Prolific showjumping chef d’equipe Ronnie Massarella and ground-breaking dressage judge Stephen Clarke are just two of the big names put forward for the British Horse Society’s prestigious Queen’s Award.
The award recognises ‘outstanding services to equestrianism’ and pays tribute to individuals whose contributions to their sport outweigh the personal benefits they have derived.
Other nominations include Sydney Smith, founder of the Unicorn Equestrian Trust, whose contributions to training young carriage drivers have been recognised by the British Horse Driving Trials Association (BHDTA).
Maggie Bradley has been put forward by the Riding for the Disabled Association (RDA) having gone from volunteering to pioneering work as chairman of the coaching committee and advisor to the British Equestrian Federation (BEF).

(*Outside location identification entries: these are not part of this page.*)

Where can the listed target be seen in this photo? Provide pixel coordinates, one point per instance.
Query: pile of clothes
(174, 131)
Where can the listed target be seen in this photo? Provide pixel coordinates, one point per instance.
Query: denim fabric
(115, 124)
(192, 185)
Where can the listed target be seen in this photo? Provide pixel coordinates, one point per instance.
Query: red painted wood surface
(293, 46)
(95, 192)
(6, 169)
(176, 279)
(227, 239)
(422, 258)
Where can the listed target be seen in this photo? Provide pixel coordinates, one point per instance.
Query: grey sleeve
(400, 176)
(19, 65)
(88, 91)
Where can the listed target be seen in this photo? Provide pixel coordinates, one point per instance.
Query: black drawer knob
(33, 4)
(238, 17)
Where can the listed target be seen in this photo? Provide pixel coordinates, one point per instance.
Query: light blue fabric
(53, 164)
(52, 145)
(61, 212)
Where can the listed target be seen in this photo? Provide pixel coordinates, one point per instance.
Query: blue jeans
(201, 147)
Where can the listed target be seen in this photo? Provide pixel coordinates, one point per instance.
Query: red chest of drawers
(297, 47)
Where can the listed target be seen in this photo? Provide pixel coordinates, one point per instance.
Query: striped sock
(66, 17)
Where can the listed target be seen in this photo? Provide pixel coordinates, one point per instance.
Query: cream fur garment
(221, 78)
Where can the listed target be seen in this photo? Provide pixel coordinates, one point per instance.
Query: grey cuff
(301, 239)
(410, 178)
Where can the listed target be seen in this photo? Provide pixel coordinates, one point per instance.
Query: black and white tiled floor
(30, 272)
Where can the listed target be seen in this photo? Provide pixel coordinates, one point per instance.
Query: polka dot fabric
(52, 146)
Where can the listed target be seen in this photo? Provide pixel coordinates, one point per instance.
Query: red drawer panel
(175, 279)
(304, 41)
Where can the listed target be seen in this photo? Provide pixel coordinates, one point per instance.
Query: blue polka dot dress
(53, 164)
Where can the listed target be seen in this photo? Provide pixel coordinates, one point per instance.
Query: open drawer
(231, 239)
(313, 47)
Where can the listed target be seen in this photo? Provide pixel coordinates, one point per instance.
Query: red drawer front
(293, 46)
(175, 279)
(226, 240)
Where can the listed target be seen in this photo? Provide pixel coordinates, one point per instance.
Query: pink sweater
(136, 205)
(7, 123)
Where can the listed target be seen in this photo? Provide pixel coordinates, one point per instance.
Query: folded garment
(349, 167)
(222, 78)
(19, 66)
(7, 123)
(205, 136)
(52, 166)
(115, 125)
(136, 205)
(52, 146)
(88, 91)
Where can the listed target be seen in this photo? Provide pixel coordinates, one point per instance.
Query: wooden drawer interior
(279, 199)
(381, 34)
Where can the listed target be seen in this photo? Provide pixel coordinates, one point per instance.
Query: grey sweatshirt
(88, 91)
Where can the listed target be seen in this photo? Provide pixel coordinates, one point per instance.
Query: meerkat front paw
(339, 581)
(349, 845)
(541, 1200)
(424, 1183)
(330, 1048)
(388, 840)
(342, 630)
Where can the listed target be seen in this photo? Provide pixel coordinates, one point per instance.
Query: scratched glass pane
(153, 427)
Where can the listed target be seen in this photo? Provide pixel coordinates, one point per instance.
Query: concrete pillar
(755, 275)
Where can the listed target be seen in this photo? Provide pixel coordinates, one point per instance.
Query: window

British Eventing nominated fundraising specialist Rosemary Barlow who, in setting up the Horse Trials Support Group (HTSG), has spent years raising vital funds to finance British presence at major championships and team training.
John Hudson helped create Endurance GB and has continued to organise rides and remain integral to the smooth-running of the organisation over many years.
A stalwart of both the Pony Club and RDA, Ernest McMillen is recognised by the former for introducing centre-based membership for children who don’t own their own ponies.
The BHS’s own nominee is Jane Goldsmith who has been put forward for her contribution to para-dressage, both in terms of coaching some of the UK’s most prolific para medal winners and becoming a top level judge.
BHS Ireland have selected Dr Ernest Logan for the award. He has been heavily involved in showjumping judging and raising sponsorship for Ireland’s top shows and in his capacity as a vet, invented specialist plastic shoes for horses with laminitis.
Having received the nominations and citations, the trustees of the British Horse Society will now make their recommendations for the winner and seek approval for their choice from Her Majesty the Queen.
The eventual winner will be announced in May.
“The calibre of nominees was extremely high and the services of each were distinct in their own way,” said Patrick Print, Chairman of the BHS.
“But the unifying theme is that each has made a contribution to equestrianism, the value of which exceeds what they may have taken from the sport,”
Previous winners of the Award, which originated in 2005, include Jennie Loriston-Clarke, the Duke of Edinburgh, Yogi Breisner and Jane Holderness-Roddam.